Primary Progressive Aphasia Lacking Core Features of Nonfluent and Semantic Variants: Clinical, Neuroimaging, and Neuropathologic Features
- PMID: 39656512
- PMCID: PMC11474733
- DOI: 10.1212/WNL.0000000000209924
Primary Progressive Aphasia Lacking Core Features of Nonfluent and Semantic Variants: Clinical, Neuroimaging, and Neuropathologic Features
Abstract
Background and objectives: Evidence has accumulated that the 2011 consensus criteria for primary progressive aphasia (PPA) do not fully capture features of logopenic variant PPA (lvPPA/LPA). We aimed to examine clinical, neuroimaging, and neuropathologic features of PPA lacking features of nonfluent/semantic variants and to provide practical additions to the 2011 consensus criteria.
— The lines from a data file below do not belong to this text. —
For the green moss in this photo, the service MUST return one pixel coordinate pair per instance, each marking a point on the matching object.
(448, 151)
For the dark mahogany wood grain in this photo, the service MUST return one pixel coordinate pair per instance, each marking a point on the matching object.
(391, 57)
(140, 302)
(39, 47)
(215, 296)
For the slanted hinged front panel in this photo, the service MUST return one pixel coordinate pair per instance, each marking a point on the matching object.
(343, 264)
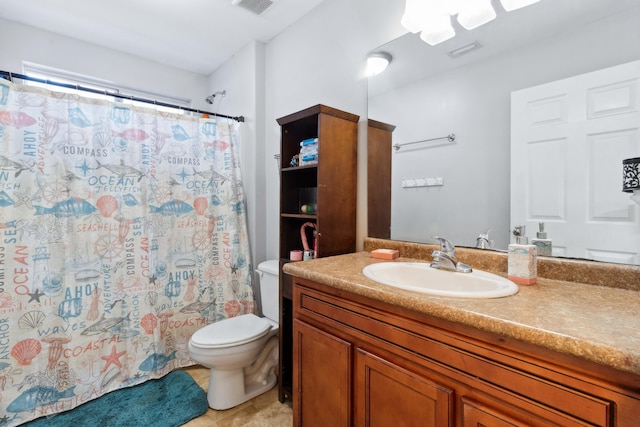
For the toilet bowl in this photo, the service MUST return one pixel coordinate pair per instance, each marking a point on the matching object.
(241, 352)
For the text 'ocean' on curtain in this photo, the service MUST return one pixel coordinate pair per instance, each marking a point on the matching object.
(123, 232)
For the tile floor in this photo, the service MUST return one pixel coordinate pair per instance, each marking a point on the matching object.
(262, 411)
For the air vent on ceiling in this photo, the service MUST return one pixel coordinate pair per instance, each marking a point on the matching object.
(256, 6)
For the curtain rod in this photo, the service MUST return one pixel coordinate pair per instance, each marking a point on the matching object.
(10, 76)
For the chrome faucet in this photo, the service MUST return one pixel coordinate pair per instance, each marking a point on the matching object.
(445, 258)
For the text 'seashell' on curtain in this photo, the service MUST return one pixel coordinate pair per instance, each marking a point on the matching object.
(123, 231)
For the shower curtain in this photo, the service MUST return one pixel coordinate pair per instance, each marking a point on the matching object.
(123, 232)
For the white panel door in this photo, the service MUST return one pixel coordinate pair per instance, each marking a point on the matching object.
(568, 140)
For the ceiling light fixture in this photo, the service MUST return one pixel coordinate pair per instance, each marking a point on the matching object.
(377, 62)
(432, 18)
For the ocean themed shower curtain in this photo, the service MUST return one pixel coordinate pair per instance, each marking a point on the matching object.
(123, 231)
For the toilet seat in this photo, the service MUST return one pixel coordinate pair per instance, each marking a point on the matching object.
(231, 332)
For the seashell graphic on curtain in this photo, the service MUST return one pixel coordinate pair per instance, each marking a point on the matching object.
(123, 232)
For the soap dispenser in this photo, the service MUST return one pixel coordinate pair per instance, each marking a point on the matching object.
(543, 245)
(522, 266)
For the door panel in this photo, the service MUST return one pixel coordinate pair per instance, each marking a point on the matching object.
(568, 140)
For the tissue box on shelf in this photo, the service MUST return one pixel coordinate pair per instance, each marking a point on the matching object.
(308, 152)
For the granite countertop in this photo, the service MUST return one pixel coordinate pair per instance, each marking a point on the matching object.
(596, 323)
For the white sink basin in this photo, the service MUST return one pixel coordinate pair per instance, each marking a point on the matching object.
(421, 277)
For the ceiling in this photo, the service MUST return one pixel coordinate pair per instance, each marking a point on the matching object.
(414, 59)
(194, 35)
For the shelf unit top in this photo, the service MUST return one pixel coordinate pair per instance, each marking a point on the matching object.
(317, 109)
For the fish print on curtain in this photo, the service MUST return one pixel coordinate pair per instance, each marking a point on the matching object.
(123, 232)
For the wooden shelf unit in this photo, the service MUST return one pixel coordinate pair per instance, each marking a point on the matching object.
(333, 178)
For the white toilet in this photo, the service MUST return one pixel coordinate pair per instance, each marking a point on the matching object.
(241, 351)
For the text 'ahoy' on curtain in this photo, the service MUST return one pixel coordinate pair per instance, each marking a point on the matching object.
(123, 232)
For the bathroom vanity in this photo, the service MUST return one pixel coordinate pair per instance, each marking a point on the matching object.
(557, 353)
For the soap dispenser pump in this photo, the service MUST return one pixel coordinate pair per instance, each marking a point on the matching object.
(542, 243)
(522, 266)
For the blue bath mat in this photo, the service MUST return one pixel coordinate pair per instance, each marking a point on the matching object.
(168, 401)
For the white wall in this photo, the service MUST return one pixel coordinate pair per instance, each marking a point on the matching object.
(242, 77)
(474, 103)
(25, 43)
(318, 60)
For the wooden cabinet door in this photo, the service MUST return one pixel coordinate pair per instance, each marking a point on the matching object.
(389, 395)
(322, 368)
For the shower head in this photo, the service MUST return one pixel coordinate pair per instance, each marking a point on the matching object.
(209, 99)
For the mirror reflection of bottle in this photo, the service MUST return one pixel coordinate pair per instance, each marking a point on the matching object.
(542, 243)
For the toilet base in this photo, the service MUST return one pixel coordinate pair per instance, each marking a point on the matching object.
(227, 388)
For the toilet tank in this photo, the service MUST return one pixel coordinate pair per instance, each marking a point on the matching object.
(269, 290)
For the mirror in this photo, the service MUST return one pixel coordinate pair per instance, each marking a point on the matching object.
(459, 189)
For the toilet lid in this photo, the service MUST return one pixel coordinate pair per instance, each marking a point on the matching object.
(232, 331)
Methods: This was a retrospective examination of data from 2 observational cohort studies where patients with PPA were prospectively recruited at Mayo Clinic. Based on performance on 2 cardinal features (repetition and comprehension), patients were classified as: pure-LPA (poor repetition, acceptable comprehension), Wernicke-like (poor in both), anomic-like (acceptable in both), and transcortical sensory aphasia-like (TCSA-like) (acceptable repetition, poor comprehension).
Results: The entire cohort consisted of 102 patients with PPA lacking features of nonfluent/semantic variants (median age at onset 63.5 years, 56% female). Thirty-one patients were followed up at 1 year. Twenty-three patients were included in a neuropathologic cohort. The proportion of repetition-preserved PPA (anomic-like and TCSA-like) was more than double that of repetition-impaired PPA (pure-LPA and Wernicke-like) (73% vs 27%). Regarding clinical course, the anomic-like subgroup was a prodromal state of the pure-LPA or TCSA-like subgroup, whereas the pure-LPA and TCSA-like subgroups were a prodromal state of the Wernicke-like subgroup. There was left temporoparietal atrophy on MRI and/or hypometabolism on 18F-fluorodeoxyglucose-PET in all groups. Furthermore, repetition-impaired PPA showed severe hypometabolism in the left superior temporal lobe associated with repetition ability. Regarding pathologic diagnoses, 70% had Alzheimer disease (AD). The pure-LPA, Wernicke-like, and TCSA-like subgroups all showed AD pathology. Only 53% of the anomic-like subgroup had AD. The remaining 47% showed Pick disease (7%), frontotemporal lobar degeneration with TDP-43-immunoreactive pathology (20%), and Lewy body disease (20%).
Discussion: This observed clinical heterogeneity reflects different time points/severities of the same disease process and hence can be reconceptualized as an AD-related aphasia spectrum, incorporating lvPPA and the 4 subgroups (pure-LPA, Wernicke-like, anomic-like, and TCSA-like). Specifying moderate/severe repetition deficits as a core feature of lvPPA in the 2011 consensus criteria can enhance its pathologic correlations. Recognizing progressive anomic aphasia (anomic-like) as an additional PPA variant could lessen pathologic heterogeneity of lvPPA.